Al di là delle classifiche e dei numeri, ci sono stagioni che raccontano qualcosa di più profondo del semplice risultato. È il caso di Triestina e Rimini, due squadre che stanno giocando molto più di un campionato: stanno difendendo un’idea di calcio fatta di professionalità, orgoglio e appartenenza, anche quando tutto intorno vacilla.

Entrambe hanno pagato, e stanno pagando, colpe non loro. Venti punti di penalizzazione per la Triestina, dodici per il Rimini: sanzioni pesantissime, figlie di errori societari e gestioni discutibili che nulla hanno a che vedere con chi scende ogni settimana in campo. Eppure, dentro quelle penalità, i giocatori e gli allenatori (Geppino Marino e Filippo D’Alesio) hanno trovato la forza per reagire, per trasformare l’ingiustizia in carburante.

I numeri, in questo senso, parlano chiaro. Senza penalità, gli alabardati sarebbero a quota 13 punti, in piena zona playoff, fianco a fianco con la Pro Vercelli. I romagnoli, invece, si troverebbero sopra la linea dei playout, a distanza contenuta dalle posizioni nobili. Ma più dei numeri conta il messaggio: la risposta del campo, limpida e ostinata, che ribadisce come il calcio appartenga ancora a chi lo gioca con serietà, non a chi lo gestisce con leggerezza.

In un mondo dove spesso i protagonisti veri vengono travolti dagli errori altrui, Rimini e Triestina stanno ricordando a tutti che la dignità sportiva non si penalizza.

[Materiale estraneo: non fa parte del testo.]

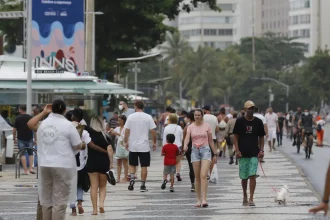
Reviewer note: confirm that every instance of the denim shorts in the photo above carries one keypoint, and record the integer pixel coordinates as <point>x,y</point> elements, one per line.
<point>201,153</point>
<point>26,144</point>
<point>169,170</point>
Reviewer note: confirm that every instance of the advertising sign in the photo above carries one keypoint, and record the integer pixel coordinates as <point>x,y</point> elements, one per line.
<point>58,34</point>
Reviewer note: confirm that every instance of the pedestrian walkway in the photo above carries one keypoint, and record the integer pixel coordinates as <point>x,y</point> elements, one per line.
<point>18,197</point>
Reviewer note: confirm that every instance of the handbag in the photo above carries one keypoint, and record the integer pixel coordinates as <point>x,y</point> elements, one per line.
<point>121,152</point>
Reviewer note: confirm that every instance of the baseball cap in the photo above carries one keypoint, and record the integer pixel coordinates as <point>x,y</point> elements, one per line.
<point>249,104</point>
<point>78,113</point>
<point>207,108</point>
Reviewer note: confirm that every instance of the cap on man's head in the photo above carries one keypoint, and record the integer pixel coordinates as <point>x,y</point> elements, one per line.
<point>249,104</point>
<point>207,108</point>
<point>78,113</point>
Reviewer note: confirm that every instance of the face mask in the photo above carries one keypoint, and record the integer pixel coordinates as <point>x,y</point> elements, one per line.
<point>249,113</point>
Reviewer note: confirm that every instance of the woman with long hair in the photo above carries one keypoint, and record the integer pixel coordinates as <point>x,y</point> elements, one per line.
<point>174,128</point>
<point>58,141</point>
<point>98,164</point>
<point>121,152</point>
<point>202,144</point>
<point>189,120</point>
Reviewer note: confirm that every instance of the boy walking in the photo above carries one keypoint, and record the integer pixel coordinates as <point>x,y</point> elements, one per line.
<point>169,151</point>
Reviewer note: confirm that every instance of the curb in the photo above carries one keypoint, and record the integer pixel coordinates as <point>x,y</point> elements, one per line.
<point>303,175</point>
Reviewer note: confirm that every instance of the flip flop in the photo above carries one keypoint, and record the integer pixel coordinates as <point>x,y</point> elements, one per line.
<point>205,205</point>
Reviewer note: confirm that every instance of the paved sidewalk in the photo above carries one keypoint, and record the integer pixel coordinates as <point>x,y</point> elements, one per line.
<point>18,197</point>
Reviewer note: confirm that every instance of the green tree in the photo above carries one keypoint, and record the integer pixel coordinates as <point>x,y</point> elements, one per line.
<point>273,52</point>
<point>316,75</point>
<point>202,74</point>
<point>11,28</point>
<point>173,49</point>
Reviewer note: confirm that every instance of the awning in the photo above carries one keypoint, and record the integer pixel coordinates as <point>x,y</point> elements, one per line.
<point>82,86</point>
<point>117,91</point>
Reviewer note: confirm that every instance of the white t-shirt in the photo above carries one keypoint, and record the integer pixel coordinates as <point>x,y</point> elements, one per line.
<point>261,117</point>
<point>271,120</point>
<point>213,122</point>
<point>166,120</point>
<point>122,135</point>
<point>139,124</point>
<point>128,112</point>
<point>177,131</point>
<point>84,153</point>
<point>56,139</point>
<point>321,122</point>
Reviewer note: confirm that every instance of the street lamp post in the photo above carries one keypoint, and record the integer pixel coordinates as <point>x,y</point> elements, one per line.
<point>93,37</point>
<point>280,83</point>
<point>29,59</point>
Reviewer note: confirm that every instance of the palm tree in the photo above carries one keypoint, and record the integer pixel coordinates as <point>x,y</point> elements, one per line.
<point>202,74</point>
<point>173,50</point>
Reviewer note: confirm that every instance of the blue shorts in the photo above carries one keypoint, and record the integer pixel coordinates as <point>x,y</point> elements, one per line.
<point>201,153</point>
<point>26,144</point>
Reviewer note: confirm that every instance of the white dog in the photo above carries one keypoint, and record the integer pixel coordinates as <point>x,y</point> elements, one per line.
<point>282,195</point>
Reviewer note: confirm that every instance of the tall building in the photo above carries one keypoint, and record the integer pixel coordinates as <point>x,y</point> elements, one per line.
<point>272,16</point>
<point>243,26</point>
<point>203,26</point>
<point>309,22</point>
<point>264,15</point>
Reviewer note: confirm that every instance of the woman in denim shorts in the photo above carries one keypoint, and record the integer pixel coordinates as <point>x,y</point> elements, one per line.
<point>202,143</point>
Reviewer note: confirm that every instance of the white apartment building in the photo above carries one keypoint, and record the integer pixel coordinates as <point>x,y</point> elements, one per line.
<point>309,22</point>
<point>264,15</point>
<point>272,16</point>
<point>203,26</point>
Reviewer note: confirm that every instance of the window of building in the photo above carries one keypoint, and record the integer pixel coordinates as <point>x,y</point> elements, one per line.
<point>299,4</point>
<point>304,33</point>
<point>305,19</point>
<point>210,32</point>
<point>226,7</point>
<point>190,33</point>
<point>225,32</point>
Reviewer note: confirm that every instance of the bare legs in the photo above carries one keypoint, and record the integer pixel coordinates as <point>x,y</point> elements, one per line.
<point>119,165</point>
<point>102,191</point>
<point>201,169</point>
<point>98,182</point>
<point>253,183</point>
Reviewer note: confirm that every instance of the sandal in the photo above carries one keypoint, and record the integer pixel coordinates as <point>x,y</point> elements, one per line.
<point>245,203</point>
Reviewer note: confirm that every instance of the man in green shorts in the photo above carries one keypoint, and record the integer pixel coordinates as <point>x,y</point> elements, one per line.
<point>249,135</point>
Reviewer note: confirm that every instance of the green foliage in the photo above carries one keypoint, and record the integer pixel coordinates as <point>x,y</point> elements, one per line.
<point>12,28</point>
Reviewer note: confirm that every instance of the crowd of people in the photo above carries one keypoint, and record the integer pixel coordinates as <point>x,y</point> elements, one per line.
<point>74,157</point>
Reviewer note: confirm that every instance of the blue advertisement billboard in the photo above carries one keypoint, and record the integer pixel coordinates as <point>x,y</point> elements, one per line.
<point>58,34</point>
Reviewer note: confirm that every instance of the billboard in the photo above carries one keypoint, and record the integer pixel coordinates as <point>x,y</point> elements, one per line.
<point>58,34</point>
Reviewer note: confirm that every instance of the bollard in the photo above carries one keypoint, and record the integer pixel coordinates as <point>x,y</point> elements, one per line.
<point>18,160</point>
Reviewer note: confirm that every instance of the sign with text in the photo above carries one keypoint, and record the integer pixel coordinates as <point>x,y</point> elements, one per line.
<point>58,34</point>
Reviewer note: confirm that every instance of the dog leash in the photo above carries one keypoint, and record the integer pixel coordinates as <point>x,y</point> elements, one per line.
<point>267,178</point>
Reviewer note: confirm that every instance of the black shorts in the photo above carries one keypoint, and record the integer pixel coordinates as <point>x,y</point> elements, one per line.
<point>144,158</point>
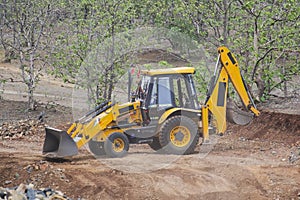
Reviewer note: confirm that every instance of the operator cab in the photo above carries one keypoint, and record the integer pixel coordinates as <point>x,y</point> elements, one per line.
<point>161,90</point>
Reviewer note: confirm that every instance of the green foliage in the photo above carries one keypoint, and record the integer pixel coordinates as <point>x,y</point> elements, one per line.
<point>263,35</point>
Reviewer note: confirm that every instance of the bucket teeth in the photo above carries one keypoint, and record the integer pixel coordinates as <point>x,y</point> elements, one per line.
<point>59,144</point>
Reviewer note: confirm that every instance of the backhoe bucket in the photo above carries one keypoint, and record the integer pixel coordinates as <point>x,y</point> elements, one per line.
<point>237,116</point>
<point>59,144</point>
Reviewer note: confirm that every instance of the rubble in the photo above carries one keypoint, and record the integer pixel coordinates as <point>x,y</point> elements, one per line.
<point>23,192</point>
<point>20,129</point>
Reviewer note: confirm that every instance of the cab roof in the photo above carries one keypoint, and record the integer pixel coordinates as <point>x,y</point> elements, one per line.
<point>177,70</point>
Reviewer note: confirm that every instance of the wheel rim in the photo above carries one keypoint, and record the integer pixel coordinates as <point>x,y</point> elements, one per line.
<point>118,145</point>
<point>180,136</point>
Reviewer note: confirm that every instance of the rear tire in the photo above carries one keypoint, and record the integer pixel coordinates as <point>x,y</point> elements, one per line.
<point>97,148</point>
<point>116,145</point>
<point>179,135</point>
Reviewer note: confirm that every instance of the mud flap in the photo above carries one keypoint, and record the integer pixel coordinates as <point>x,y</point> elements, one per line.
<point>58,144</point>
<point>237,116</point>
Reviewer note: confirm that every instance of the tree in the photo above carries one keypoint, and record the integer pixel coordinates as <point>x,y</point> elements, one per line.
<point>29,23</point>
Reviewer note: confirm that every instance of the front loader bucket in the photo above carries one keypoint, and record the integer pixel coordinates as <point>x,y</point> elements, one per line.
<point>237,116</point>
<point>59,144</point>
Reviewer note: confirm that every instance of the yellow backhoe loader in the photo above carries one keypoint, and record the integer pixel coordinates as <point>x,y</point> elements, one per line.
<point>163,112</point>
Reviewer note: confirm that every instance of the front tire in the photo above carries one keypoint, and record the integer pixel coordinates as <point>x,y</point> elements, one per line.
<point>116,145</point>
<point>179,135</point>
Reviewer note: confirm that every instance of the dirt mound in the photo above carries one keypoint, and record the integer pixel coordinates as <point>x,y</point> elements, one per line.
<point>21,129</point>
<point>271,126</point>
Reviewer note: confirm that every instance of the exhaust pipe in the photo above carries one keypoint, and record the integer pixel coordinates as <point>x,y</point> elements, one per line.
<point>58,144</point>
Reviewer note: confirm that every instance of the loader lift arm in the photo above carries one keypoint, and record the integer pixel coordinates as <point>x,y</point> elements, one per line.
<point>217,93</point>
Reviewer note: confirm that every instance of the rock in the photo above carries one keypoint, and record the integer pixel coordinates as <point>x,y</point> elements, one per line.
<point>7,182</point>
<point>23,192</point>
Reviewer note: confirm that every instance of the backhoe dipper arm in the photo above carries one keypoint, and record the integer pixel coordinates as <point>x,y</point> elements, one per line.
<point>217,95</point>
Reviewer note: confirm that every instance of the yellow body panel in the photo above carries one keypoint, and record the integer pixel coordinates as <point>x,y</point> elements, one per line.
<point>104,124</point>
<point>99,125</point>
<point>178,70</point>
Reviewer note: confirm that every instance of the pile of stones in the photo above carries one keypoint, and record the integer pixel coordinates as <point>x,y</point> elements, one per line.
<point>19,129</point>
<point>24,192</point>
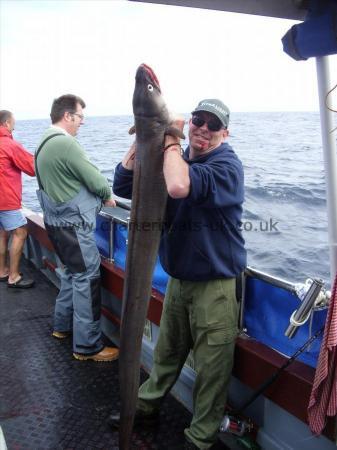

Allenatori e calciatori stanno scrivendo un racconto di resistenza, di coerenza, di passione per la maglia e per il mestiere.

E allora, a prescindere da come finirà la stagione, sarà giusto e doveroso rendere loro merito. Perché non sempre la classifica dice tutto: a volte, la vittoria più grande è continuare a crederci quando il mondo intorno ti chiede di arrenderti.